Tokyo may be the largest city in the world, but this metropolis is remarkably green. Here’s how to enjoy nature in Tokyo, whether hiking and kayaking or forest bathing.
Bamboo can grow up to 30 metres tall. When flourishing in the wild, it creates its own magical canopy, sunlight dappling the grove floor when stalks sway and rays can peek through the canopy of soaring stems.
There’s nothing quite as humbling as being enveloped by this immense green wilderness. And it’s an experience you can enjoy just 90 minutes after leaving Tokyo’s Central area and venture southwest.
Going green in Tokyo
If the Tama region is the city’s green lung, then the bamboo forest in Higashiteragata Ryokuchi park is the area’s bristling mohawk. One where the unexpected quiet is only broken by birdsong and the rustle of falling leaves. It’s astounding to have this patch of Zen so close to the Japanese capital.
Even more remarkable is that it’s just a small component of the wide, open spaces – the rivers and waterfalls, the sacred mountains, the forests and gorges – that make this pocket of the city so dreamy.
Understandably, outdoor adventures here are top of any list when experiencing nature in Tokyo’s Tama region. Cycle through the Akigawa Forest, kayak the Tama River or Lake Okutama, and then hike Mount Takao or Mount Mitake, stopping for a moment of calm at Buddhist and Shinto temples, where offerings flutter on the breeze.
You’ll want to linger at Yakuoin temple, which dates all the way back to 744 AD. It sits pretty near the summit of Mount Takao and has been providing respite to pilgrims, worshippers and nature enthusiasts. There’s a Buddhist vegetarian restaurant on-site, when it comes time to refuel. Or splash out at Ukai Toriyama, where meals are served in private rooms with serene water garden views.
The crisp air, clean water, swathes of flora and lack of development also make Tama the ideal environment to enjoy forest bathing, or shinrin-yoku, that Japanese concept of slowing down and reuniting with nature – opening every sense to hear the smallest sounds of your surrounds, feel the softness of the grass beneath your feet, smell the fresh rain hitting the forest floor… nature in Tokyo makes you feel good.
Proponents of shinrin-yoku have known it for years, and today scientists prove that being in the great outdoors can have benefits for the body and mind, whether reducing stress, boosting happiness endorphins, aiding concentration or lowering blood pressure.
This, and the pure beauty of the Tama region, is no doubt why so many Japanese creatives are drawn to live and work in the area.
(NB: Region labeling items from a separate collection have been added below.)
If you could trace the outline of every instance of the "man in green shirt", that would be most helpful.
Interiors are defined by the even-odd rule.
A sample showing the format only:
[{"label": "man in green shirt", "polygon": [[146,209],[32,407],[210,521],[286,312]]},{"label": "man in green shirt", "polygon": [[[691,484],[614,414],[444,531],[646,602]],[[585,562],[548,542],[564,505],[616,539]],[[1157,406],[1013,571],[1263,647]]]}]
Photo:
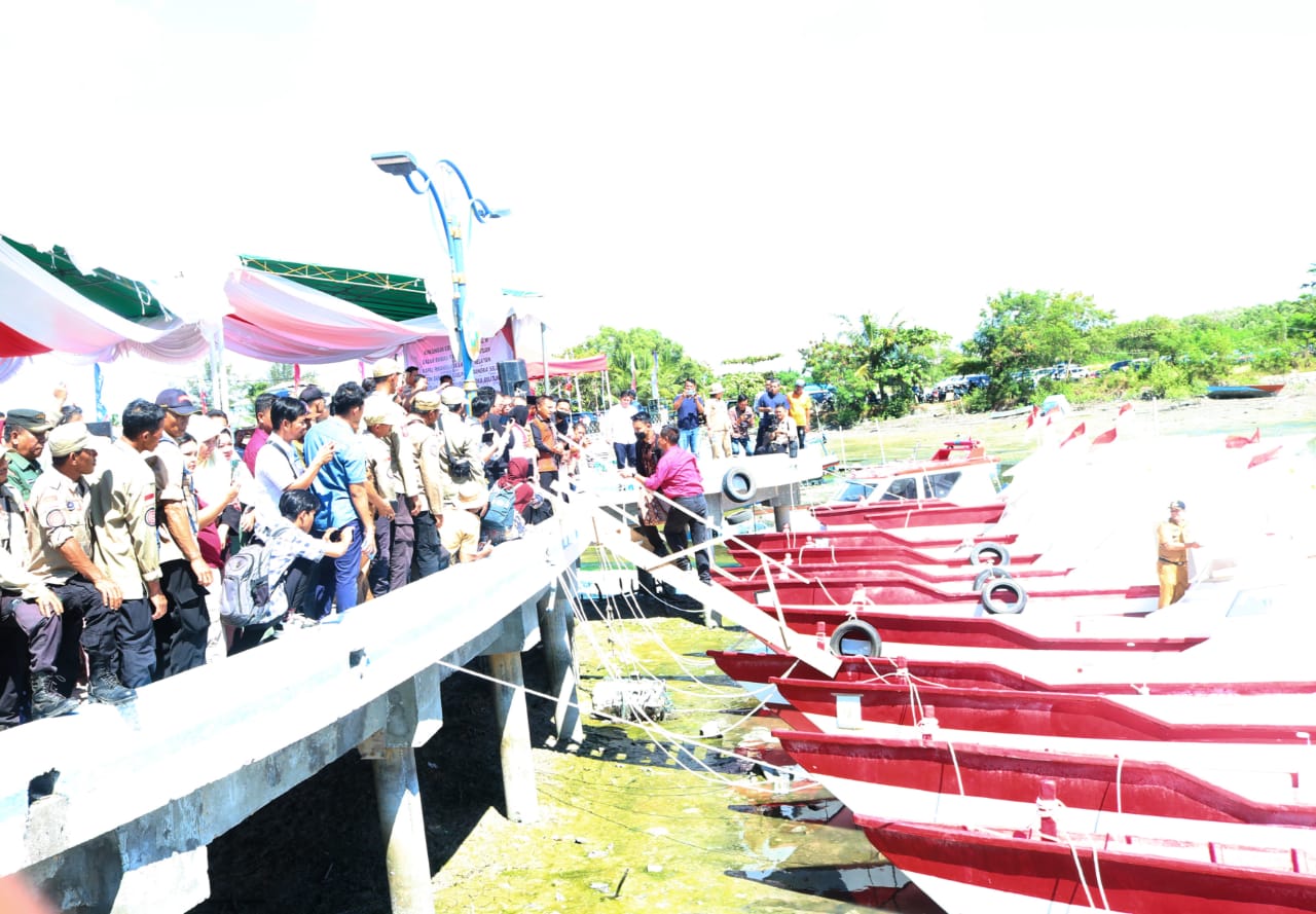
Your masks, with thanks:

And they welcome visitors glimpsing their craft. Drop in on a washi master, making paper by hand using local fibres and techniques passed down through generations. Witness a sake brewer in action, making the national drink using crystal-clear water. Or visit a wasabi farmer, harvesting bountiful produce because, well, everything and everyone thrives in this lush part of the city.